= Kirsten Agresta =

American harpist

Kirsten Agresta Copely is an American harpist and composer based in New York City. She has been nominated twice for a GRAMMY award and is the first female solo harpist to receive a nomination in the Best New Age, Ambient, or Chant category for her albums Aquamarine and Kuruvinda.

Agresta Copely is a former associate professor of harp at Vanderbilt University and affiliated artist on the music faculty of Sarah Lawrence College, a board member of the World Harp Congress, and a member of NARAS and ASCAP. She has collaborated with many artists across a wide range of genres, including Jay-Z, Beyoncé Knowles, Enya, Sting, Kanye West, Alicia Keys, The Mavericks, Evanescence, The Who, Carrie Underwood, Tony Bennett and Kristin Chenoweth.

Agresta Copely performed for former U.S. President Barack Obama at his second official White House State Dinner, and has also performed for Queen Margrethe II of Denmark, Queen Silvia of Sweden, Queen Rania Al-Abdullah of Jordan, UN Secretary General Kofi Annan, and former U.S. Vice President Al Gore.

==Career==
Agresta Copely received her bachelor's and master's of music degrees from Indiana University Bloomington in harp performance.

After winning the bronze medal in the 1989 USA International Harp Competition, Agresta Copely began performing as a solo artist, traveling across the United States, Europe, South America, Israel, Japan, and the South Pacific. Her success culminated in three Carnegie Hall solo recitals from 1998 to 2002 and two recitals at the Lincoln Center.

Her debut album, Dream World was released in August 2001. The Covers Album was released on all streaming platforms in May 2019. The new-age album Around The Sun released January, 2020, marking her first as composer and winning a silver medal at the Global Music Awards.

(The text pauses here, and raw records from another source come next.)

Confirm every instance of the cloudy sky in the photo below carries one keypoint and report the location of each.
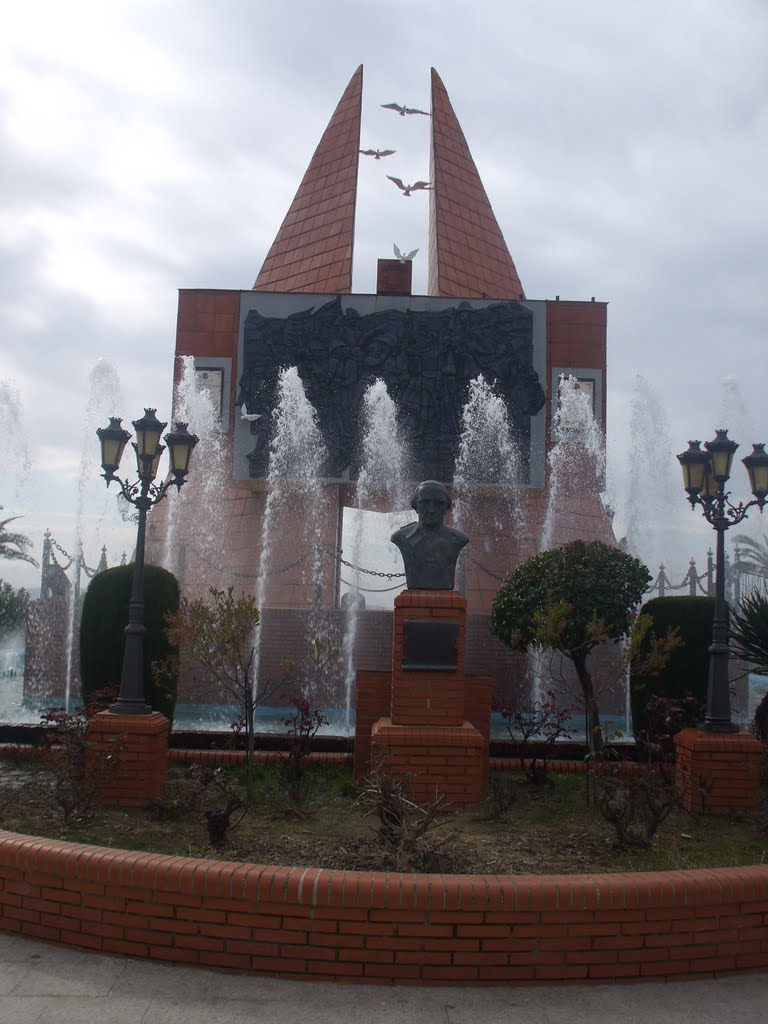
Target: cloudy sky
(147, 145)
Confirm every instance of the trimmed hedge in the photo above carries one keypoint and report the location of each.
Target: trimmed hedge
(102, 633)
(688, 666)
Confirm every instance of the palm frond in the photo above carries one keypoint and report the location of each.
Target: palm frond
(749, 627)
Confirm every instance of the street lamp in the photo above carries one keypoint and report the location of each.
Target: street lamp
(705, 476)
(143, 494)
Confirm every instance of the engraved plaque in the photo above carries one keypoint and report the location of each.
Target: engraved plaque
(429, 644)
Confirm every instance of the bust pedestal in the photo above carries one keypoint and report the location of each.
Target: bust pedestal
(435, 720)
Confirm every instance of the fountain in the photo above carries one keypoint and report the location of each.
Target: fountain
(199, 500)
(381, 483)
(102, 397)
(14, 451)
(294, 500)
(576, 461)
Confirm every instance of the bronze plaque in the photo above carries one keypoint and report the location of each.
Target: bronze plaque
(429, 644)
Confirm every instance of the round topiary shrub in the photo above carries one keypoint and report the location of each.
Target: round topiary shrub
(102, 634)
(687, 668)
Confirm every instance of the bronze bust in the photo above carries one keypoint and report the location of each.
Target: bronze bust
(429, 548)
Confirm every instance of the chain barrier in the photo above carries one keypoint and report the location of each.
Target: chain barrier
(371, 590)
(358, 568)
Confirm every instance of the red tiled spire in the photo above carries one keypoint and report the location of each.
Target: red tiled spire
(312, 251)
(468, 256)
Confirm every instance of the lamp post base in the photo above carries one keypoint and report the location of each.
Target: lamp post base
(130, 753)
(718, 772)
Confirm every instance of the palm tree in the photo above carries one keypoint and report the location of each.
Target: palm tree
(749, 628)
(12, 546)
(754, 554)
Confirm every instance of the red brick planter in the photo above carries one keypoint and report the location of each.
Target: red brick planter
(352, 926)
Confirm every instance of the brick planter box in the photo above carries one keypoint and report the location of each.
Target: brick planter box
(310, 924)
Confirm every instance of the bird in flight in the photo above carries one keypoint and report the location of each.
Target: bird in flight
(402, 111)
(407, 189)
(401, 257)
(250, 417)
(378, 154)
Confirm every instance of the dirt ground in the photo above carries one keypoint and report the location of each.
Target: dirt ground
(546, 829)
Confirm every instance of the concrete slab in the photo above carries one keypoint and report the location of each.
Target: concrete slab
(94, 1011)
(20, 1011)
(50, 985)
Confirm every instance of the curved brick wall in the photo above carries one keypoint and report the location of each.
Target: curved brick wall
(344, 926)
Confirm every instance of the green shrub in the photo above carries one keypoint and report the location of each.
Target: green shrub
(687, 667)
(102, 634)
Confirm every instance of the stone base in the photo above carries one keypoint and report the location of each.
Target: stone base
(718, 772)
(440, 760)
(141, 745)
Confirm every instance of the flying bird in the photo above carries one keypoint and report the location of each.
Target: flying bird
(245, 415)
(407, 189)
(378, 154)
(404, 259)
(402, 111)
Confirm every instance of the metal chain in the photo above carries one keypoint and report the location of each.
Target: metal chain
(358, 568)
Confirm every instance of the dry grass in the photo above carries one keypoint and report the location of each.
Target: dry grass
(546, 829)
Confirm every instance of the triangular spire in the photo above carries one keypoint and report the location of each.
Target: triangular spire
(468, 257)
(312, 251)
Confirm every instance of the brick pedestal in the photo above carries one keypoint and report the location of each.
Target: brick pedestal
(436, 728)
(718, 772)
(141, 744)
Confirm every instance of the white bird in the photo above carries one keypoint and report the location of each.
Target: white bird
(250, 417)
(404, 259)
(407, 189)
(402, 111)
(378, 154)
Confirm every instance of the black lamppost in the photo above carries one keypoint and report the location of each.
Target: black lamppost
(143, 494)
(705, 476)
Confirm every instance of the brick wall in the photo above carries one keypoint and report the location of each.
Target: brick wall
(309, 924)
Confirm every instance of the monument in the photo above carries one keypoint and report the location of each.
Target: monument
(475, 323)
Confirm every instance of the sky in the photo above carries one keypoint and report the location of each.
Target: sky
(147, 145)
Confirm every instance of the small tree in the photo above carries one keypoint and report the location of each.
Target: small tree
(749, 626)
(13, 546)
(301, 728)
(216, 638)
(534, 733)
(13, 605)
(571, 599)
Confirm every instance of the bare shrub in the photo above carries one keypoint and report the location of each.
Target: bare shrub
(412, 837)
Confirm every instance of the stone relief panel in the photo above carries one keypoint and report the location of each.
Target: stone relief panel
(426, 356)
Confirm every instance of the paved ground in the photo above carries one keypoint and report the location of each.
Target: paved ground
(42, 984)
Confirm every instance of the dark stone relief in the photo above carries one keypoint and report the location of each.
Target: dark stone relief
(426, 358)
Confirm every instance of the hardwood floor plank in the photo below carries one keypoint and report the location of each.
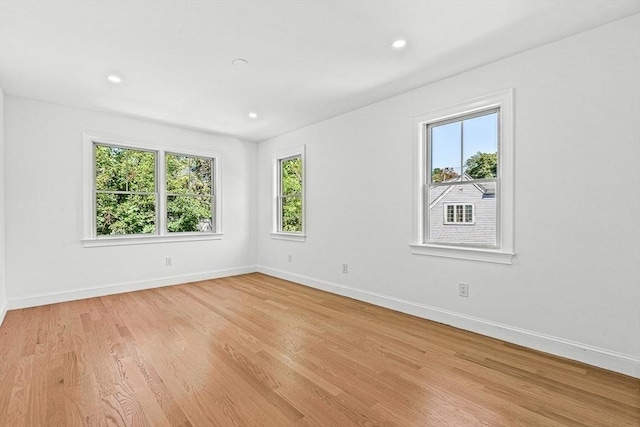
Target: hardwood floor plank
(254, 350)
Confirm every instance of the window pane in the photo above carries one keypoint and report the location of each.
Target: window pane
(125, 214)
(445, 151)
(468, 212)
(291, 176)
(455, 223)
(188, 175)
(291, 214)
(189, 214)
(121, 169)
(480, 146)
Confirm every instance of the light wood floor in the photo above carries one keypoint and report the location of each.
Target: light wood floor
(258, 351)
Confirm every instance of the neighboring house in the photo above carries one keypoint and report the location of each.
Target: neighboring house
(464, 213)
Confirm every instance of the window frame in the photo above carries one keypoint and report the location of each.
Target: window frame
(503, 253)
(276, 230)
(464, 213)
(89, 235)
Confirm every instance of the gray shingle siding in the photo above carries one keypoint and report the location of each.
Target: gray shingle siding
(481, 232)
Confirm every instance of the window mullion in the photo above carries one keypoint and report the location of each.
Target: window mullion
(161, 192)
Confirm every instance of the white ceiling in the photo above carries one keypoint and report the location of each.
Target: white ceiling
(308, 60)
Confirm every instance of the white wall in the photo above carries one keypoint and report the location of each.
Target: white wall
(45, 259)
(3, 296)
(574, 287)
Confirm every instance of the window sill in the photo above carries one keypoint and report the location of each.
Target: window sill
(143, 240)
(471, 254)
(292, 237)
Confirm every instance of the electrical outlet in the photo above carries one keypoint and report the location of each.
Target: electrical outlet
(463, 289)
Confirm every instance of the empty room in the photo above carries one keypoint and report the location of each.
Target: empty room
(320, 213)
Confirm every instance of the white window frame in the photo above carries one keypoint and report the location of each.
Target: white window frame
(277, 157)
(90, 237)
(504, 251)
(455, 205)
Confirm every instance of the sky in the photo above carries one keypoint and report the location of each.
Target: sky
(480, 134)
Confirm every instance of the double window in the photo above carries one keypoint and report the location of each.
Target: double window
(135, 192)
(288, 202)
(464, 189)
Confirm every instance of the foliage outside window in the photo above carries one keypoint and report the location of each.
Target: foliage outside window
(464, 186)
(126, 193)
(189, 193)
(290, 195)
(462, 156)
(137, 194)
(288, 205)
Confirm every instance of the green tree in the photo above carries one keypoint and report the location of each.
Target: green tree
(291, 190)
(482, 165)
(126, 192)
(189, 196)
(440, 175)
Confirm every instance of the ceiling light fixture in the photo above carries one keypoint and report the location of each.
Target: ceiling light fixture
(399, 44)
(240, 63)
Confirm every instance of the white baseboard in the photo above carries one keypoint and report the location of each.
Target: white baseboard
(3, 312)
(600, 357)
(76, 294)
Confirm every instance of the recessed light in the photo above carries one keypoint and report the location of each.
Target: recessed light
(240, 63)
(399, 44)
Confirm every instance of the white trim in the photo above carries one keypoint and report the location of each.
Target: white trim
(148, 239)
(505, 202)
(292, 237)
(445, 221)
(3, 311)
(275, 214)
(596, 356)
(98, 291)
(461, 252)
(89, 237)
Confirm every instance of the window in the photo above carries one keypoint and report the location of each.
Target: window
(138, 194)
(458, 214)
(289, 195)
(189, 193)
(125, 191)
(464, 188)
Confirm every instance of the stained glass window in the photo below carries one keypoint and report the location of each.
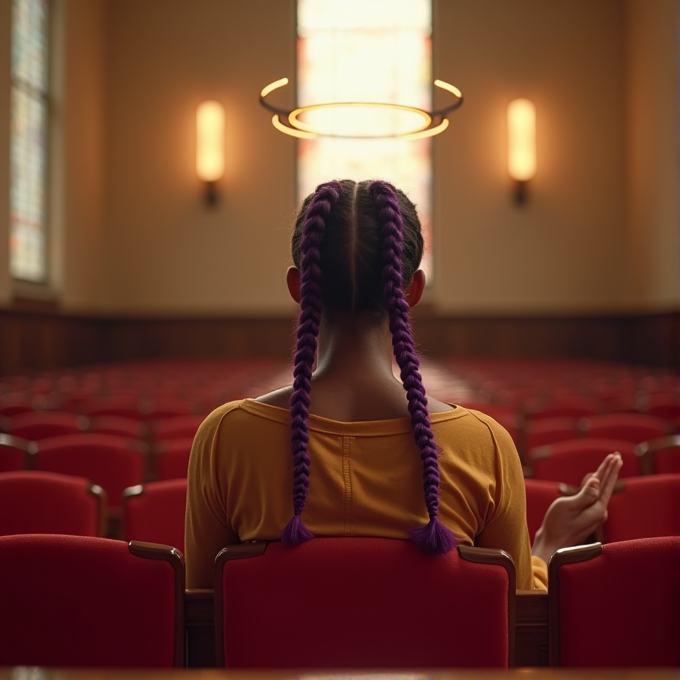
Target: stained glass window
(371, 51)
(28, 140)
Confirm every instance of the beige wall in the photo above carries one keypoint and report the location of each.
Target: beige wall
(166, 251)
(5, 32)
(79, 159)
(562, 251)
(654, 153)
(137, 237)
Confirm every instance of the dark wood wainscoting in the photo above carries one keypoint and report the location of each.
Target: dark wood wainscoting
(40, 339)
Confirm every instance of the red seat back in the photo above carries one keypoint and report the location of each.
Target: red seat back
(540, 494)
(114, 463)
(76, 601)
(172, 458)
(569, 461)
(660, 456)
(13, 453)
(643, 507)
(33, 502)
(616, 605)
(155, 512)
(362, 603)
(42, 424)
(632, 427)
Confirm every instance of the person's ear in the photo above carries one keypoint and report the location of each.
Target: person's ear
(415, 289)
(293, 283)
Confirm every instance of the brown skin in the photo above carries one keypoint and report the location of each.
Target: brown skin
(354, 381)
(354, 378)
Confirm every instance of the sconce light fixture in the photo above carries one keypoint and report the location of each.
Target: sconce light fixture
(210, 147)
(521, 145)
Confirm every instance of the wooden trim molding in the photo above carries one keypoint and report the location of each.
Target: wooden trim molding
(43, 338)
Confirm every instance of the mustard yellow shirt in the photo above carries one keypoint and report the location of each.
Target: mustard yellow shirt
(365, 480)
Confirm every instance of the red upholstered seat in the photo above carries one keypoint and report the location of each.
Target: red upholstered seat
(540, 494)
(42, 424)
(563, 408)
(616, 605)
(549, 430)
(633, 427)
(660, 455)
(180, 427)
(112, 462)
(13, 453)
(172, 458)
(76, 601)
(569, 461)
(341, 603)
(155, 512)
(119, 425)
(642, 507)
(33, 502)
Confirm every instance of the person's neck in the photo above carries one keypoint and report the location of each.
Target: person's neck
(354, 345)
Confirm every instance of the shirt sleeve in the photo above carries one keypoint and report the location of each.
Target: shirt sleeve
(507, 528)
(207, 527)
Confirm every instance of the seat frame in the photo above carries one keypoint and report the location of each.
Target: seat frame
(580, 553)
(258, 548)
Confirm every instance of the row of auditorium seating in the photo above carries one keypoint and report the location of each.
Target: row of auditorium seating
(71, 601)
(46, 502)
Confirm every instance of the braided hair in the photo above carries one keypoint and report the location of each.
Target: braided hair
(357, 246)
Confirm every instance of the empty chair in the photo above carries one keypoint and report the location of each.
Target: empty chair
(660, 455)
(616, 605)
(563, 408)
(114, 463)
(632, 427)
(77, 601)
(171, 458)
(180, 427)
(505, 415)
(340, 603)
(33, 502)
(540, 494)
(666, 406)
(43, 424)
(569, 461)
(549, 430)
(119, 426)
(155, 512)
(13, 453)
(16, 402)
(642, 507)
(161, 408)
(122, 405)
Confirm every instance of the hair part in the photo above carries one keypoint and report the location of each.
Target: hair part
(357, 246)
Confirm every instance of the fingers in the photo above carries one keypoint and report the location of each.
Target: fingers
(587, 495)
(614, 464)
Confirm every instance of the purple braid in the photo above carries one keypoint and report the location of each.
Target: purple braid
(434, 536)
(308, 330)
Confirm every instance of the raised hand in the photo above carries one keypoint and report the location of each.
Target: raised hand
(569, 520)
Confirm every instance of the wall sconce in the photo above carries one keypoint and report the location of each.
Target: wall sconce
(521, 145)
(210, 147)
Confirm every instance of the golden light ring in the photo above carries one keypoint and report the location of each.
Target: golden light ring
(289, 122)
(295, 122)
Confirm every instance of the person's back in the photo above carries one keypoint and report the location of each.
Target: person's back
(360, 452)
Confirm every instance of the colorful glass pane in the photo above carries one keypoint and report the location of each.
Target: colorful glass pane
(369, 51)
(28, 144)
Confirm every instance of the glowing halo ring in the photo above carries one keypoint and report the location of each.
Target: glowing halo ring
(287, 120)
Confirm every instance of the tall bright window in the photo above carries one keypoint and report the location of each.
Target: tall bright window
(371, 51)
(28, 140)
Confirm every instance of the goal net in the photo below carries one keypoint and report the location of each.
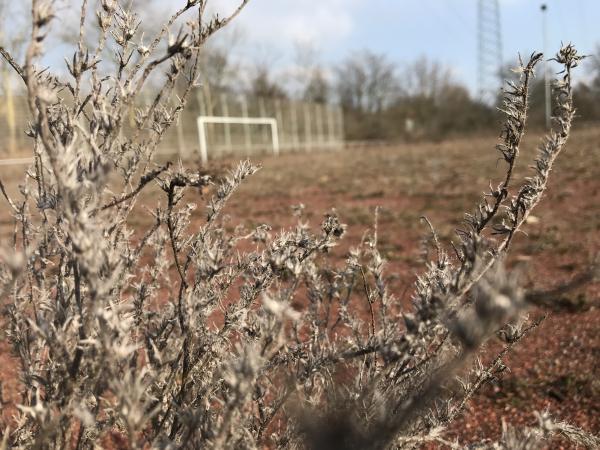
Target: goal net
(245, 121)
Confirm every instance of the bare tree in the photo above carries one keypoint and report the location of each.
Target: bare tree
(366, 82)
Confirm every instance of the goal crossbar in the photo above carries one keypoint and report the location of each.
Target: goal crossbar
(203, 120)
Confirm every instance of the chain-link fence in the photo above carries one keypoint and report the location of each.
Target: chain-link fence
(301, 126)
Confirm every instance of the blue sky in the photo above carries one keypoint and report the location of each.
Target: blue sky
(444, 30)
(270, 31)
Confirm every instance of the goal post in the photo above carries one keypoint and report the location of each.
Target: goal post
(204, 120)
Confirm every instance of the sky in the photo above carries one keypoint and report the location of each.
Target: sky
(271, 31)
(404, 30)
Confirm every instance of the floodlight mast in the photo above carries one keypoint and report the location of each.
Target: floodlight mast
(547, 92)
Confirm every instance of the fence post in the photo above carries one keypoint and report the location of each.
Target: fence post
(294, 121)
(227, 128)
(279, 118)
(247, 137)
(330, 127)
(319, 120)
(307, 128)
(262, 112)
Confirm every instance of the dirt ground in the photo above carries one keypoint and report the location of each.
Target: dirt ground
(558, 366)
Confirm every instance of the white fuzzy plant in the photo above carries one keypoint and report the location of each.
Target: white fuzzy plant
(170, 336)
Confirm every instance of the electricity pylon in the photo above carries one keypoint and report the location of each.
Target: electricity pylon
(489, 49)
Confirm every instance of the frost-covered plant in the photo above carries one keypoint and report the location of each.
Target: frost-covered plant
(176, 335)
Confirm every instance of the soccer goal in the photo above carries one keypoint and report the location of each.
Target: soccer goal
(246, 121)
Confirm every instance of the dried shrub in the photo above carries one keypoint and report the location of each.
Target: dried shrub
(172, 336)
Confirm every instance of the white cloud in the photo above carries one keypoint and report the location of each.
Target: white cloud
(283, 23)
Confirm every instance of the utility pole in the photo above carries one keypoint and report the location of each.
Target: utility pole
(489, 49)
(547, 92)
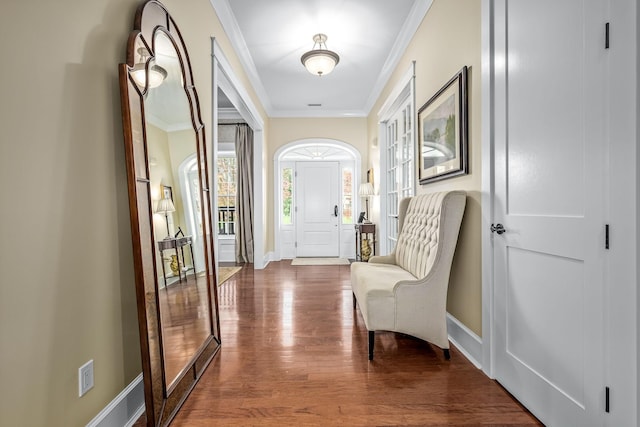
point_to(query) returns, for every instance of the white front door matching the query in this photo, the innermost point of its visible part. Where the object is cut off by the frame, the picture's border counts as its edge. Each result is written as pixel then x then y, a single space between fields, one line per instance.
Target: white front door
pixel 550 156
pixel 317 198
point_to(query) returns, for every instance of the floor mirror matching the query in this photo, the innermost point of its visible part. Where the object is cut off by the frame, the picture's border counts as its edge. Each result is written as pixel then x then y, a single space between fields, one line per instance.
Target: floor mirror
pixel 170 207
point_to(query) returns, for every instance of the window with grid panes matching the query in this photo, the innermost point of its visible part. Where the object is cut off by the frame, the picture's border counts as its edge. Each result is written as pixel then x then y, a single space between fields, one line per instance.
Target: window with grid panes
pixel 400 166
pixel 227 184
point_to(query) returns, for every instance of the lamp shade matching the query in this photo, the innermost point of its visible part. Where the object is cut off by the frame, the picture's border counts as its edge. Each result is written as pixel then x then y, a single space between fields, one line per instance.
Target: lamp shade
pixel 165 206
pixel 366 189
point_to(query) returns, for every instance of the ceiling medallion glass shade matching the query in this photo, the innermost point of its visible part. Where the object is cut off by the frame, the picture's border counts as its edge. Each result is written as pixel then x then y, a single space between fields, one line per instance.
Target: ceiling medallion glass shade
pixel 157 74
pixel 319 60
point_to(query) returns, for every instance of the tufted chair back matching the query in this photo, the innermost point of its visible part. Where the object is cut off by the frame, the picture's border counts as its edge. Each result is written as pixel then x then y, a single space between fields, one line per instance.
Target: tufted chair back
pixel 422 220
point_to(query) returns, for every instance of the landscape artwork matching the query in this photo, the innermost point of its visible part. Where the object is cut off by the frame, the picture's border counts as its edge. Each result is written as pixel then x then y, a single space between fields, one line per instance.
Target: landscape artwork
pixel 442 132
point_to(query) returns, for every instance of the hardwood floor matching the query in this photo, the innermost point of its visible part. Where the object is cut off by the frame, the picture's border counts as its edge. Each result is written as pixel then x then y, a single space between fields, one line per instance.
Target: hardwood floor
pixel 184 316
pixel 294 352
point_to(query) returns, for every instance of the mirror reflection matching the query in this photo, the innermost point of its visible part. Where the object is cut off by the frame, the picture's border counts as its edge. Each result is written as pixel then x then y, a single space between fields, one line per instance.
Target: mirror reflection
pixel 177 214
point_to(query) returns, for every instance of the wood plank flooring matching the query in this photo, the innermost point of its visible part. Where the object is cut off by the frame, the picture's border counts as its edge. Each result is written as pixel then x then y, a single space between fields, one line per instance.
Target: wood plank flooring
pixel 294 353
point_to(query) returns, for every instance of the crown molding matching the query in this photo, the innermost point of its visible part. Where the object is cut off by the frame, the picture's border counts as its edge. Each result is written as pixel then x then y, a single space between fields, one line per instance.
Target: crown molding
pixel 318 114
pixel 414 19
pixel 231 28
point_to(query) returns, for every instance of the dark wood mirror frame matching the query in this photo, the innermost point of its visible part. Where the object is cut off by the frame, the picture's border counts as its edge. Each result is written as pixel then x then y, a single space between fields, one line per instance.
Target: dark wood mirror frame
pixel 163 396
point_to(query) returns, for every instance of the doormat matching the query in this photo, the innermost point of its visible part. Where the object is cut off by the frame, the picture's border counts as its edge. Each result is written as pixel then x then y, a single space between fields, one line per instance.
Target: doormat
pixel 225 273
pixel 320 261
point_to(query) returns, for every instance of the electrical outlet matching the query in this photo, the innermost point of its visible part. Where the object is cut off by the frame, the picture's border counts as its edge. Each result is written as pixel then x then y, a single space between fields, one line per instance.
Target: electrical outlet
pixel 85 378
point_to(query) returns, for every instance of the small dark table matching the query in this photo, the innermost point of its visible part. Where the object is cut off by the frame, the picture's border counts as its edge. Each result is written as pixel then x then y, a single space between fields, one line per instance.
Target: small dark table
pixel 175 244
pixel 366 229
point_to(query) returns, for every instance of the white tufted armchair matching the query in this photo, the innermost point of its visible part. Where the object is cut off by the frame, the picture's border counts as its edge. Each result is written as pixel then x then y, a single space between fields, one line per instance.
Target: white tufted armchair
pixel 406 291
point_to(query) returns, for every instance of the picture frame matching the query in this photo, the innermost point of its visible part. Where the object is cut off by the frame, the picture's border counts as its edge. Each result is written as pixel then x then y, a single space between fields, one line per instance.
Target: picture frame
pixel 443 132
pixel 167 192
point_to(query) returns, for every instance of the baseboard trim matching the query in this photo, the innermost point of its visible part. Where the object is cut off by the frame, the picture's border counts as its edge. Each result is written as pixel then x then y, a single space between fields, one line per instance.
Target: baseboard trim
pixel 469 344
pixel 125 409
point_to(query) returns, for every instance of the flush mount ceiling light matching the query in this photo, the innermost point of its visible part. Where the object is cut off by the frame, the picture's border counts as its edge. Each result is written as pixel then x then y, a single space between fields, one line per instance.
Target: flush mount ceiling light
pixel 319 60
pixel 157 74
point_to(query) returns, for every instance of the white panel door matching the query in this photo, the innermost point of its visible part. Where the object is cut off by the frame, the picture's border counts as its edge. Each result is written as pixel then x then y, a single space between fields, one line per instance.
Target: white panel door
pixel 550 152
pixel 318 216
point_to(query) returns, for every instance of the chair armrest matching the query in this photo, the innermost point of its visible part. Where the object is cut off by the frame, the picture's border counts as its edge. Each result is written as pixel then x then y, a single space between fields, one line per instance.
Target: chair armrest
pixel 384 259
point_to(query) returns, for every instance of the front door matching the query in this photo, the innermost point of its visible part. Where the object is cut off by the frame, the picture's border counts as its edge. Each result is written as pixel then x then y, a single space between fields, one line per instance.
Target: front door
pixel 550 152
pixel 317 196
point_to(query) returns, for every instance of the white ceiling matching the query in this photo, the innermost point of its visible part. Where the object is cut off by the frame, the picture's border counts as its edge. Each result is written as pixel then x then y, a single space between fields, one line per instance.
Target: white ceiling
pixel 271 36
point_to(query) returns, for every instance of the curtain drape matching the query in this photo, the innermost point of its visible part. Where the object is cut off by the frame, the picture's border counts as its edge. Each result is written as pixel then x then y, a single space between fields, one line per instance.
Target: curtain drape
pixel 244 194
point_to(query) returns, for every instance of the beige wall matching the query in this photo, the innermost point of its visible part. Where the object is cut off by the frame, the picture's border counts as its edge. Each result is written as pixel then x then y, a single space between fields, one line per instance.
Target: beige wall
pixel 67 286
pixel 448 39
pixel 282 131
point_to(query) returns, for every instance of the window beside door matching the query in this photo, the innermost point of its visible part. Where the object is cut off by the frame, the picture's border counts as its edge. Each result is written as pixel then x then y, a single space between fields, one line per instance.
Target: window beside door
pixel 227 187
pixel 347 195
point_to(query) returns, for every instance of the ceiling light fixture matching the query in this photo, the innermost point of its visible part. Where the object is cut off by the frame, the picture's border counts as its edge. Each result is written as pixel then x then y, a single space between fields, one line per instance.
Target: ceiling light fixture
pixel 319 60
pixel 157 74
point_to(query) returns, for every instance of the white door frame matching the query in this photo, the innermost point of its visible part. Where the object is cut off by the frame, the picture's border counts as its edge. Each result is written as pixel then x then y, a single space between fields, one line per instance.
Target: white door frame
pixel 278 157
pixel 621 304
pixel 225 78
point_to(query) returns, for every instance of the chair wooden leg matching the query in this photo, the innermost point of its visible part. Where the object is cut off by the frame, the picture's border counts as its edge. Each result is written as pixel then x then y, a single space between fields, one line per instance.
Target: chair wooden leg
pixel 372 339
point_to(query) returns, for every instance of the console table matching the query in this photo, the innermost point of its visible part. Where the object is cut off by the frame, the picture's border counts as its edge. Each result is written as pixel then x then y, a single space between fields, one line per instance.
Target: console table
pixel 171 243
pixel 366 229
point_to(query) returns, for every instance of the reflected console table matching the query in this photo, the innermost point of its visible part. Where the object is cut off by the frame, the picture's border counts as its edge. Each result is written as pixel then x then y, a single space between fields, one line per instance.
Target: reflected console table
pixel 171 243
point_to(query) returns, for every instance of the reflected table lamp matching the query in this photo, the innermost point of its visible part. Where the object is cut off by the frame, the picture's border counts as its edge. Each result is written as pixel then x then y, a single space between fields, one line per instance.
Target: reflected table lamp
pixel 164 207
pixel 366 190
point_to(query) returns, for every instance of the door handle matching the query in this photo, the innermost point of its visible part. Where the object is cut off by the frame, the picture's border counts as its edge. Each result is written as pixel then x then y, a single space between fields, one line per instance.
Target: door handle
pixel 498 228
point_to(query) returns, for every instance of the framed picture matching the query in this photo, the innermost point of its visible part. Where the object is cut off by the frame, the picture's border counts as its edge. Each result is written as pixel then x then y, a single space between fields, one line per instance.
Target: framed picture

Agresta Copely's 2025 album Kuruvinda and 2023 album, Aquamarine, were both nominated for Best New Age, Ambient, or Chant Album in the 68th Annual Grammy Awards and 66th Annual Grammy Awards.

==Discography==
- Dream World 2001
- The Covers Album 2019
- Around The Sun 2020
- Aquamarine 2023
- Kuruvinda 2025

Her music also appears on several television and movie soundtracks, including Outlander Season 3, Night at the Museum 2 , Sex and the City 2, Rebel in the Rye , My Little Pony: The Movie, and The Tempest.